Get the reSpeaker Flex here: reSpeaker Flex 4-Mic Array: Split Type For Embodied AI | Seeed Studio
Get the LeKiwi Kit here: LeKiwi Full Kit (12V Verision)
Check the LeKiwi + reSpeaker Flex integration wiki here: Add Voice Interaction to Your LeKiwi Robot with reSpeaker Flex | Seeed Studio Wiki
Is your reSpeaker Flex upside down? Compared to the video and mic holes, it appears to be upside down.
Yes, you’re absolutely right, and thank you for pointing that out.

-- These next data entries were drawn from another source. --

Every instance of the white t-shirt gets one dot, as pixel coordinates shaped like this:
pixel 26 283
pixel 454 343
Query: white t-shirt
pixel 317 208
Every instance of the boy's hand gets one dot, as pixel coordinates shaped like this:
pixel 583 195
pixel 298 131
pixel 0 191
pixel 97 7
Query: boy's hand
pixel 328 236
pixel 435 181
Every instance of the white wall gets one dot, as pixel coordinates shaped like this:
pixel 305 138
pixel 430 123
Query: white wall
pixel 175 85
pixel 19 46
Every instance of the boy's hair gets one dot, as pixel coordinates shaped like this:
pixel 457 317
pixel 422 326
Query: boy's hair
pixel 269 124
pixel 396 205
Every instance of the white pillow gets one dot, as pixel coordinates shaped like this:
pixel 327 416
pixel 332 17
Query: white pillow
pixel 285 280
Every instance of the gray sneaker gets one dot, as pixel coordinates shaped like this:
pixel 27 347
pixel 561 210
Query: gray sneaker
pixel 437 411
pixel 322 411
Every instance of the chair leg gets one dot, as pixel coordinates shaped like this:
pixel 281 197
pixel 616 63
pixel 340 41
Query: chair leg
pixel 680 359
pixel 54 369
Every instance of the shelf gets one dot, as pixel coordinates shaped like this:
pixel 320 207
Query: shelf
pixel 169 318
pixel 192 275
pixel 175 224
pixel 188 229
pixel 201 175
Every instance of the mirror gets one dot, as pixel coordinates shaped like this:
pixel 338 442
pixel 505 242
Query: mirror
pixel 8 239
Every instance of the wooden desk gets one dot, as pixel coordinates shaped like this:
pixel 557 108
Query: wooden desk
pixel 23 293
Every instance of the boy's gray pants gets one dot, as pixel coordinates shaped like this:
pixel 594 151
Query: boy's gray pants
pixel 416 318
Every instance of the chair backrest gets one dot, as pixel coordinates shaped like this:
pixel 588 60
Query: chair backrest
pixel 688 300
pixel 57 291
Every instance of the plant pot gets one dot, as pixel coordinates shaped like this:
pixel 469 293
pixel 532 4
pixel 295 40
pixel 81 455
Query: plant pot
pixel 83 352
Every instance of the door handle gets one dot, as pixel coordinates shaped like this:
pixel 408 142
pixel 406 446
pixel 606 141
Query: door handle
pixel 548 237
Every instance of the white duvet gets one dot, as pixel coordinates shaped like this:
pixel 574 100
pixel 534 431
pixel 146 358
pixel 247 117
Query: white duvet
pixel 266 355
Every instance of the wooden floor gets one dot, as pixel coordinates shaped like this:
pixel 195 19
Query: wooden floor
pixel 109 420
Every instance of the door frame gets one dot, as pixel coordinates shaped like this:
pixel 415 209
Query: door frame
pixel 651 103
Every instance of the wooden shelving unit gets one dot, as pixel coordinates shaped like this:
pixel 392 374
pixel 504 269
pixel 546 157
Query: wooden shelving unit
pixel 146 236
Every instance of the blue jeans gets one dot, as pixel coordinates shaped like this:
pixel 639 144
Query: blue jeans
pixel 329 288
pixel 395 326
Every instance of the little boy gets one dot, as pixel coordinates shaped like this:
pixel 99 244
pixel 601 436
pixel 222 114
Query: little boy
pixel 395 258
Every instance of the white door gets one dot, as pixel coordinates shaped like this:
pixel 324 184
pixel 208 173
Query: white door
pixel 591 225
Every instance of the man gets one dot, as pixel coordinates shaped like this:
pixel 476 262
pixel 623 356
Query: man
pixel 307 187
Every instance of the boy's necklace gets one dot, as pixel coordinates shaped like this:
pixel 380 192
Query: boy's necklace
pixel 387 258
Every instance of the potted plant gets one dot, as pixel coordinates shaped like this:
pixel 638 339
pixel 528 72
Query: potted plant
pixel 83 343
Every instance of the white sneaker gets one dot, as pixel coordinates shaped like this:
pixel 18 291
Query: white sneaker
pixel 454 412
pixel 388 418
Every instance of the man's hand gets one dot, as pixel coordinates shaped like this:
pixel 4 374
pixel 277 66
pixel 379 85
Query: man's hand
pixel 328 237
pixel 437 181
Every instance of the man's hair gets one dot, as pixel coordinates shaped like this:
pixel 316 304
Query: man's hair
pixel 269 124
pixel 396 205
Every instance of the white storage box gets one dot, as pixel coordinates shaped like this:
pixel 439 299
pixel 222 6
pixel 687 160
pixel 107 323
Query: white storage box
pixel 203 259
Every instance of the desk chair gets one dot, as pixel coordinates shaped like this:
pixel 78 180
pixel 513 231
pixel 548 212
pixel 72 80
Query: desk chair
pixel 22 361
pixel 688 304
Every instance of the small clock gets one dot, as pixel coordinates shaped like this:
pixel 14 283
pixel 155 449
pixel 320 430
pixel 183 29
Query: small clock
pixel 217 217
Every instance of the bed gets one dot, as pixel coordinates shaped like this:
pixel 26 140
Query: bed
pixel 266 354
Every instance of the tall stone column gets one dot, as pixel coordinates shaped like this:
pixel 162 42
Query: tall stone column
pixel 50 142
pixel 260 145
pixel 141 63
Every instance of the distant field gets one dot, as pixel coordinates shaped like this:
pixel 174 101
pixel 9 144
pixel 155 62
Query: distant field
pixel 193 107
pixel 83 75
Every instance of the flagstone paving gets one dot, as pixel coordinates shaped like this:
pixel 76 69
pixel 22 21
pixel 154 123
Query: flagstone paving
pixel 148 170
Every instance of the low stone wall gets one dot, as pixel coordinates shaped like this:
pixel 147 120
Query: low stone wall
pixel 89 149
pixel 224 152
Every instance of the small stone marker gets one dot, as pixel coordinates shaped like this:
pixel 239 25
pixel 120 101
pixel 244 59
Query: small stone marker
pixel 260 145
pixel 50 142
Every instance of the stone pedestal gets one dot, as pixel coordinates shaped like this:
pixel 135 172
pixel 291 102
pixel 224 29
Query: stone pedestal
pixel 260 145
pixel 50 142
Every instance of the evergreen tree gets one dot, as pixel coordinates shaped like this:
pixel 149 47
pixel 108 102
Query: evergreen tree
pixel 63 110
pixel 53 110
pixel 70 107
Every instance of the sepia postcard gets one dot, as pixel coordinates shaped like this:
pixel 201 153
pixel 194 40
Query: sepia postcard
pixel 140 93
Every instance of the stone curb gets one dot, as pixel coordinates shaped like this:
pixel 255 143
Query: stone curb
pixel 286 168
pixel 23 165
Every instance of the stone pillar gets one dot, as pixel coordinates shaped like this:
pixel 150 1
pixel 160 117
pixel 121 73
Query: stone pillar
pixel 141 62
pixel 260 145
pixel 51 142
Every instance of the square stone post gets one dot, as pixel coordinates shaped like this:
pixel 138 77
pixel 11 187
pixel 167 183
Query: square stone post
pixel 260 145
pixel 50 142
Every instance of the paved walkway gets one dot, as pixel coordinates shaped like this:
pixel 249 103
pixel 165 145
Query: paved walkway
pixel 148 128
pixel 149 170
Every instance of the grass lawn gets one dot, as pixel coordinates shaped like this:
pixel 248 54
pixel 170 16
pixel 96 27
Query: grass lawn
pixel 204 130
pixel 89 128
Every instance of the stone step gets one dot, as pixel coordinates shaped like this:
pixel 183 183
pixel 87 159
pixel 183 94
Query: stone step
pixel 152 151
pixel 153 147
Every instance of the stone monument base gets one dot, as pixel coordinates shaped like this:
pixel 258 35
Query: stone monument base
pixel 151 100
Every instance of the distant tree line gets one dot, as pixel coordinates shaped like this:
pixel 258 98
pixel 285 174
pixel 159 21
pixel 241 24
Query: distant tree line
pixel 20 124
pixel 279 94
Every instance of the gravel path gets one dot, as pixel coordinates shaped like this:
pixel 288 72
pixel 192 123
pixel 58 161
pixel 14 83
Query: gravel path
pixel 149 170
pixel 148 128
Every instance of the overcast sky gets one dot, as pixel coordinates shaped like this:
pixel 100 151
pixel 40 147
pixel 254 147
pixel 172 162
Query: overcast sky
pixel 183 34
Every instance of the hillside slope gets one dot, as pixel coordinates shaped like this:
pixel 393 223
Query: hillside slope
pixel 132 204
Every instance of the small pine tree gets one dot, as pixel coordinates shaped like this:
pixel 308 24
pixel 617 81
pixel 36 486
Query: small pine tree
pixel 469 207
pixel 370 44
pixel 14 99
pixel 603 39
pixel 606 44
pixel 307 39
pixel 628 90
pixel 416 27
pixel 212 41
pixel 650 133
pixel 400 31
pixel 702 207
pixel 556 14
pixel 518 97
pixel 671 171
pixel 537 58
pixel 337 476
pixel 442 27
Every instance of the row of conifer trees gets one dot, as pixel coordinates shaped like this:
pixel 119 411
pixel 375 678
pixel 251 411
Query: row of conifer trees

You have a very sharp eye!
The microphone holes on reSpeaker Flex are intentionally placed on the back side of the PCB. This design allows the microphones to be positioned as close as possible to the sound source in embedded applications, while also minimizing the impact of other electronic components on the front side of the PCB.
In this particular LeKiwi setup, however, the reSpeaker Flex is mounted externally and elevated above the robot chassis, so the orientation has very little practical impact on voice pickup performance.
That said, your observation is completely correct. For desktop robots and similar applications, it is generally better to mount the reSpeaker Flex with the microphone holes facing upward or forward to achieve the best possible acoustic performance.
Thank you again for catching that and bringing it to our attention!